At local elections in 2018, different local authorities in England will ask voters to provide different forms of ID including driving licences, utility bills or passports.
The initiative follows a report into electoral fraud and how to combat it published by former Cabinet minister and Conservative MP for Brentwood and Ongar, Sir Eric Pickles published in August.
Among those councils asked to participate in the scheme will be the 18 deemed most susceptible to voter fraud by the Electoral Commission, including Luton, Slough, Coventry, Woking and Bristol.
The report was commissioned in a response to the scandal in the East London borough of Tower Hamlets where Mayor Lutfur Rahman was stripped of his office after being found guilty of electoral fraud.
An electoral commissioner at the High Court upheld allegations against the election of Rahman that included votes being double cast or sent from false addresses.

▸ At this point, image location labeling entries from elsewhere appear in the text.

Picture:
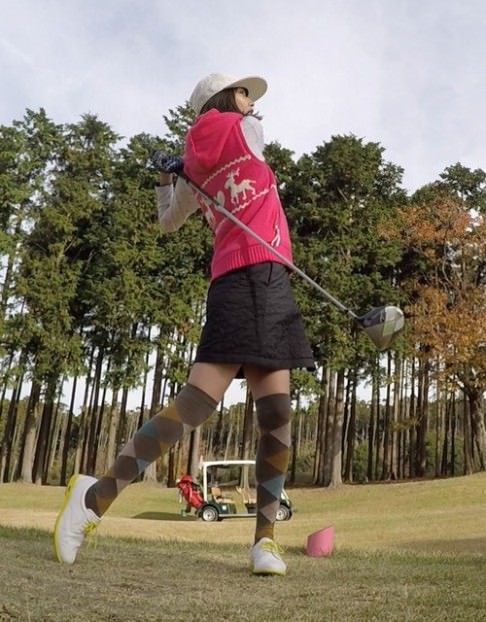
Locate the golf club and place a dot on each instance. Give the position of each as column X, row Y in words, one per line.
column 381, row 324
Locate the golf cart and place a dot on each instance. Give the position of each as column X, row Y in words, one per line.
column 227, row 489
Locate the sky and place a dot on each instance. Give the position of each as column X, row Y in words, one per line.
column 408, row 74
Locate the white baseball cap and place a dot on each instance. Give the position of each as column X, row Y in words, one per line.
column 217, row 82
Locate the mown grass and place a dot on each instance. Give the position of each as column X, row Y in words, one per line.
column 403, row 552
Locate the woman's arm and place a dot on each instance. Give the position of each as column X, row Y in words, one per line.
column 174, row 205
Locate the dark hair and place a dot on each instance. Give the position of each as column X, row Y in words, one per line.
column 224, row 101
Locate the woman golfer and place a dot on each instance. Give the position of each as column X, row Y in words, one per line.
column 253, row 327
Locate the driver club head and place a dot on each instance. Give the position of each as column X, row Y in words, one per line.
column 382, row 325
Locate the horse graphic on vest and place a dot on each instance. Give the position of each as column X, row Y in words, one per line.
column 238, row 189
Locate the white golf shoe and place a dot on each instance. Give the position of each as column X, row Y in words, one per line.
column 75, row 521
column 265, row 558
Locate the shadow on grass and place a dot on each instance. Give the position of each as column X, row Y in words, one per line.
column 165, row 516
column 456, row 545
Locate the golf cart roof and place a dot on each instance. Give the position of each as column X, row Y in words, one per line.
column 222, row 463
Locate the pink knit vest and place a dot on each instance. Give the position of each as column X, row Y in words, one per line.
column 244, row 185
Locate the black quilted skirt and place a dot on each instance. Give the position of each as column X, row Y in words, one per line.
column 252, row 319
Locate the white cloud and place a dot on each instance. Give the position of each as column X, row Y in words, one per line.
column 405, row 73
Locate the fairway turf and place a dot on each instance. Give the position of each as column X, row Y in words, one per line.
column 403, row 552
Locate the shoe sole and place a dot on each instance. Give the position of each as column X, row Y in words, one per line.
column 266, row 573
column 67, row 496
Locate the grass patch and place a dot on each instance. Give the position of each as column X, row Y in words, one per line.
column 403, row 552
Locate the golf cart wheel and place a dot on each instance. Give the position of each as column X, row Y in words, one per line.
column 209, row 514
column 283, row 513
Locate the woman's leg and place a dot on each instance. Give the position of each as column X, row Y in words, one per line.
column 88, row 499
column 272, row 401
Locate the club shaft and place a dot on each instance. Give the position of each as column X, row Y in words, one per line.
column 268, row 246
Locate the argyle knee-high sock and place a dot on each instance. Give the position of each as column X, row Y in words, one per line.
column 272, row 459
column 191, row 407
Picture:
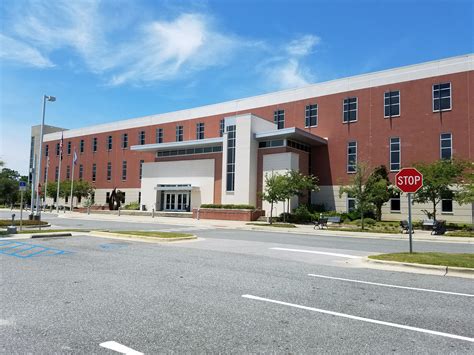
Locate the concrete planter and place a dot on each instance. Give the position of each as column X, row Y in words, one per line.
column 227, row 214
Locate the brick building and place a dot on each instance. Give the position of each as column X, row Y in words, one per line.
column 220, row 153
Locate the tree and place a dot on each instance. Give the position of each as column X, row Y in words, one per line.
column 275, row 189
column 439, row 181
column 358, row 190
column 379, row 189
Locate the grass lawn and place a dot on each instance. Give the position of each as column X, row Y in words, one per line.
column 444, row 259
column 276, row 225
column 464, row 234
column 153, row 234
column 27, row 222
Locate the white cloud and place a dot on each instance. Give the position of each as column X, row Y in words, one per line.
column 302, row 46
column 22, row 53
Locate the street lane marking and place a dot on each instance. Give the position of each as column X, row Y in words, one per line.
column 319, row 252
column 394, row 286
column 113, row 345
column 368, row 320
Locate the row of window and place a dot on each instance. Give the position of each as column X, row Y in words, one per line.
column 141, row 139
column 391, row 101
column 445, row 152
column 94, row 171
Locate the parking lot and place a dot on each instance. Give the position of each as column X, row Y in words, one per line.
column 90, row 295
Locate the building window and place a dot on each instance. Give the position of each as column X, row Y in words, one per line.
column 446, row 206
column 124, row 170
column 395, row 154
column 395, row 204
column 200, row 130
column 141, row 169
column 446, row 146
column 124, row 140
column 392, row 104
column 159, row 135
column 351, row 157
column 230, row 178
column 350, row 110
column 109, row 171
column 141, row 137
column 279, row 118
column 311, row 115
column 221, row 127
column 441, row 97
column 179, row 133
column 351, row 204
column 94, row 172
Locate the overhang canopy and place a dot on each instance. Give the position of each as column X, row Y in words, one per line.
column 199, row 143
column 292, row 133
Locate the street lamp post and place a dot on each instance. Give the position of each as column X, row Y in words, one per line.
column 51, row 99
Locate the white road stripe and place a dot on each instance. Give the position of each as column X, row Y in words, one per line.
column 319, row 252
column 394, row 286
column 113, row 345
column 368, row 320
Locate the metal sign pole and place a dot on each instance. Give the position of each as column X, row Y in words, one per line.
column 409, row 221
column 21, row 210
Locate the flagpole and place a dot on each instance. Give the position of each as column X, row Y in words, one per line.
column 59, row 173
column 72, row 178
column 46, row 182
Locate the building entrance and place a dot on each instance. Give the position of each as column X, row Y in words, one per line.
column 176, row 201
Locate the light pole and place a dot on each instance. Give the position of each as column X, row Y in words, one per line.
column 51, row 99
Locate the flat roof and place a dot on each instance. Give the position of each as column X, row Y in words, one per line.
column 292, row 133
column 451, row 65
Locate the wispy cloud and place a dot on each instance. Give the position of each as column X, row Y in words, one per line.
column 22, row 53
column 288, row 69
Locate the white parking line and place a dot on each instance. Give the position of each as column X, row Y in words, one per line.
column 394, row 286
column 368, row 320
column 113, row 345
column 319, row 252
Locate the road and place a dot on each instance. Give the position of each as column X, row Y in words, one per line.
column 231, row 291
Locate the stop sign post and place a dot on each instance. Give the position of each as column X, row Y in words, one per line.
column 409, row 180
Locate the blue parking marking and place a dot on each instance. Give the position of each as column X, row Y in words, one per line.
column 27, row 250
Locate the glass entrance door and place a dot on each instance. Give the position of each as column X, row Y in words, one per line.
column 176, row 201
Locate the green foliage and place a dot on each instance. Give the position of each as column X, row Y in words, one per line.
column 439, row 180
column 228, row 206
column 132, row 206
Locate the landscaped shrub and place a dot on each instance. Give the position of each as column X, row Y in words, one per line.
column 228, row 206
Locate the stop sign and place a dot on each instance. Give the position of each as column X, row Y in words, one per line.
column 409, row 180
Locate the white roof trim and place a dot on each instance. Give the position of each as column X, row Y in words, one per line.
column 292, row 133
column 177, row 145
column 407, row 73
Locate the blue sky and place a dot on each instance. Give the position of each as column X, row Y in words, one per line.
column 110, row 60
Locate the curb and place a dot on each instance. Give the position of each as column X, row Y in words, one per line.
column 140, row 238
column 50, row 235
column 442, row 269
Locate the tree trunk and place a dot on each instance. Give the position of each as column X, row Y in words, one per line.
column 271, row 212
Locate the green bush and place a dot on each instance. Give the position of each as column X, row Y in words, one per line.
column 132, row 206
column 228, row 206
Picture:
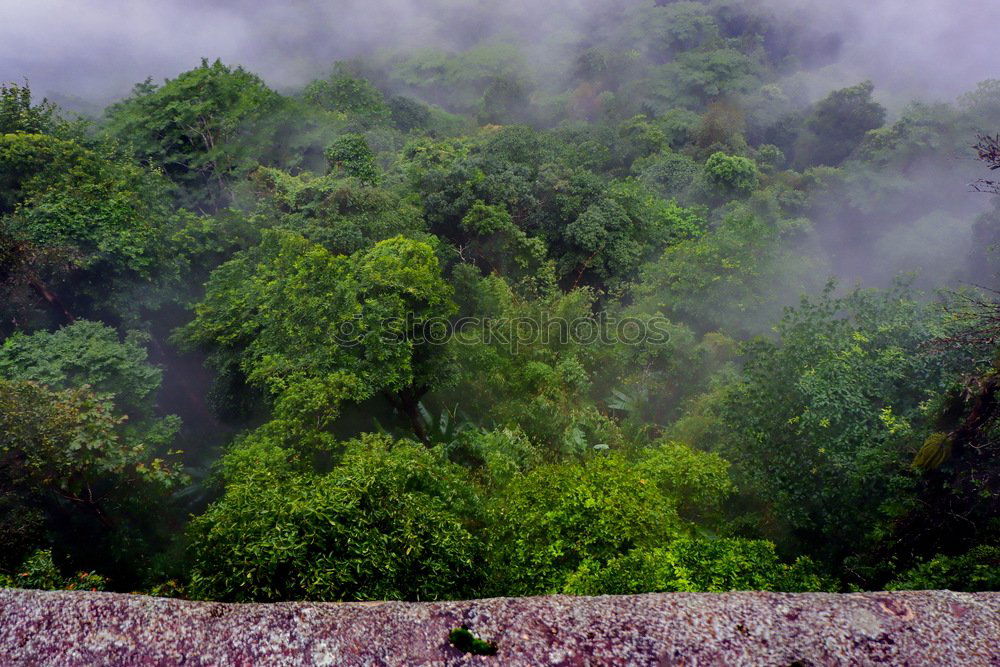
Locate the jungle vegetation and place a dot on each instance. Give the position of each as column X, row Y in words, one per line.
column 216, row 379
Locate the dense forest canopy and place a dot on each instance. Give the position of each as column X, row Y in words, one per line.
column 634, row 301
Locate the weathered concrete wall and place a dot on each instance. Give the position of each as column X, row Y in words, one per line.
column 924, row 628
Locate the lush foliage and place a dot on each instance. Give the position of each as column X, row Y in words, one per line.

"The government is right to give greater powers to electoral officials and the police to deal with intimidation and other unwanted behaviour," tweeted Sir Eric.
Pickles said that the ID requirements at polling stations would be "no more than would be required to pick a parcel up at the Post Office".
Pleased that new rules to be introduced requiring electors to re-apply for postal votes every three years. This will weed out inaccuracies— Eric Pickles (@EricPickles) December 27, 2016
Former London mayor Ken Livingstone, currently suspended from the Labour party, said demanding ID to vote would unfairly affect the poorest.
"Just think of the uproar there would be if we said there’s an awful lot of shoplifting going on, we’re going to search every customer as they leave," he told the BBC's Today programme.
“It is really bad to make life more difficult for the vast majority of people just when you are dealing with a handful of dodgy council candidates.
“The real problem is the people most likely not to have a passport or a driving licence are going to be the poorest.”